Goncourt Ödülü'nün sahibi Mathias Énard

Fransa’nın en saygın edebiyat ödülü Goncourt 2015, Türkiye’de Hırsızlar Sokağı ve Savaşları, Kralları ve Filleri Anlat Onlara romanlarıyla tanınan Mathias Énard’ın oldu

04 Kasım 2015 15:30

Fransa’nın en köklü ve saygın edebiyat ödülü olarak kabul edilen Goncourt’a, Boussole (Pusula) adlı romanıyla Mathias Énard değer görüldü. 43 yaşındaki yazarın dokuzuncu romanı olan Boussole, teşhis edilemeyen bir hastalıkla mücadele ederken inzivaya çekilen Avusturyalı müzikolog Franz Ritter’ın hikâyesini, “Doğu ile Batı arasındaki kültürel değişimlerin uzun soluklu tarihine şiirsel bir ağıt” olarak tanımlanan bir dille anlatıyor.
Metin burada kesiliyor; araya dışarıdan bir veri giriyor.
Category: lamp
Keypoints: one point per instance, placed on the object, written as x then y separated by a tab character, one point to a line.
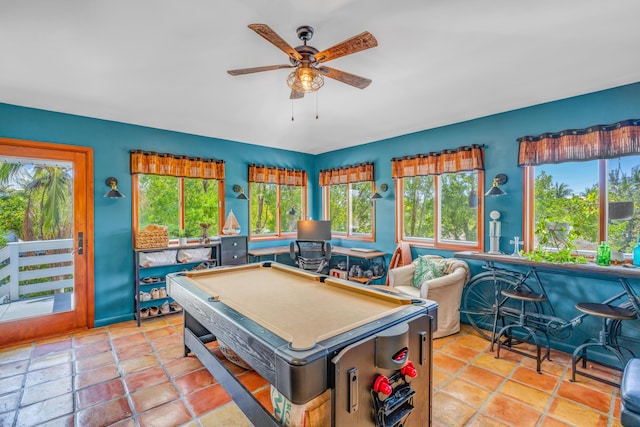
376	195
305	79
238	189
495	190
113	193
Mathias Énard, bu yıl “Batı’nın Arap ve İslam dünyasıyla çalkantılı ilişkisini ele alan” dört romanlık kısa listenin eleştirmenlerce favorisi olarak kabul ediliyordu. Énard; Les Preponderants romanıyla Heidi Kaddour’u, Ce pays qui te ressemble romanıyla Tobbie Nathan’ı ve Titus n’aimait pas Berenic romanıyla Nathalie Azoulai’yı geride bırakarak ödülün sahibi oldu. Énard, aynı zamanda 10 Euro tutarında bir para ödülünün de sahibi oldu. Her ne kadar Académie Goncourt, ödülün saygınlığını vurgulamak maksadıyla para ödülünü sembolik bir miktarda tutmakta kararlı olsa da, ödülü alan eserlerin satışlarının tavan yaptığı ve yazarlara dolaylı olarak kayda değer bir maddi gelir getirdiği biliniyor.
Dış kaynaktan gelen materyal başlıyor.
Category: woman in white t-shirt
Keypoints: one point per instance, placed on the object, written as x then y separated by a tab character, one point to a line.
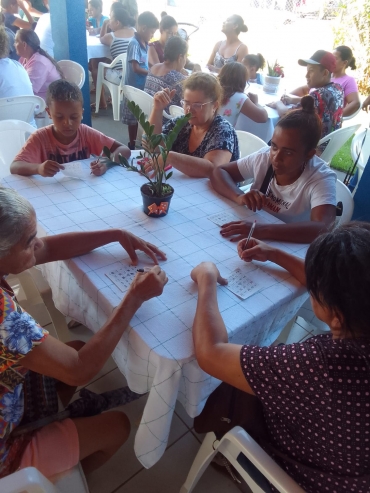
289	182
233	78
Énard’ın Türkiye’de yayımlanmış iki kitabı bulunuyor: Savaşları, Kralları ve Filleri Anlat Onlara ve Hırsızlar Sokağı. Savaşları, Kralları ve Filleri Anlat Onlara, II. Bayezid’in davetiyle Haliç Köprüsü’nü inşa etmek amacıyla İstanbul’a gelen Michelangelo’nun başından geçenleri anlatırken; Hırsızlar Sokağı Arap Baharı’nı merkeze alıyor.

İnsana rağmen, insana inanarak

Uzun yıllar sadece akademisyen kimliğiyle ürün veren Mathias Énard, kurmaca yazmaya 30 yaşında başladı, ilk romanını 2003’te yayımladı. Her ne kadar Énard “özgür olmak için” kurmaca yazmaya başladığını dile getirse de, Fransa’da ses getiren bazı söyleşilerinde “kadınları baştan çıkarmak için” yazdığını da söylemişti. Edebiyatı ve okurluğu ise “bir başkaldırı” olarak tanımlıyor yazar: “Artık kitap okunmuyor. Hâlbuki okumak bir başkaldırı anlamına gelir. Düşünmenin ve kişisel bir bakış açısı benimsemenin tek yolu okumaktan geçer. Sermayenin güdümündeki anaakım medyayı takip ederek dünyaya dair bir farkındalık geliştirilemez. Kitaplar bu kontrol mekanizmalarına direnir. Dünyayla iletişim halinde olmanızı, düşünmenizi ve farklı bakış açılarını bulmanızı sağlar. Hâlâ.”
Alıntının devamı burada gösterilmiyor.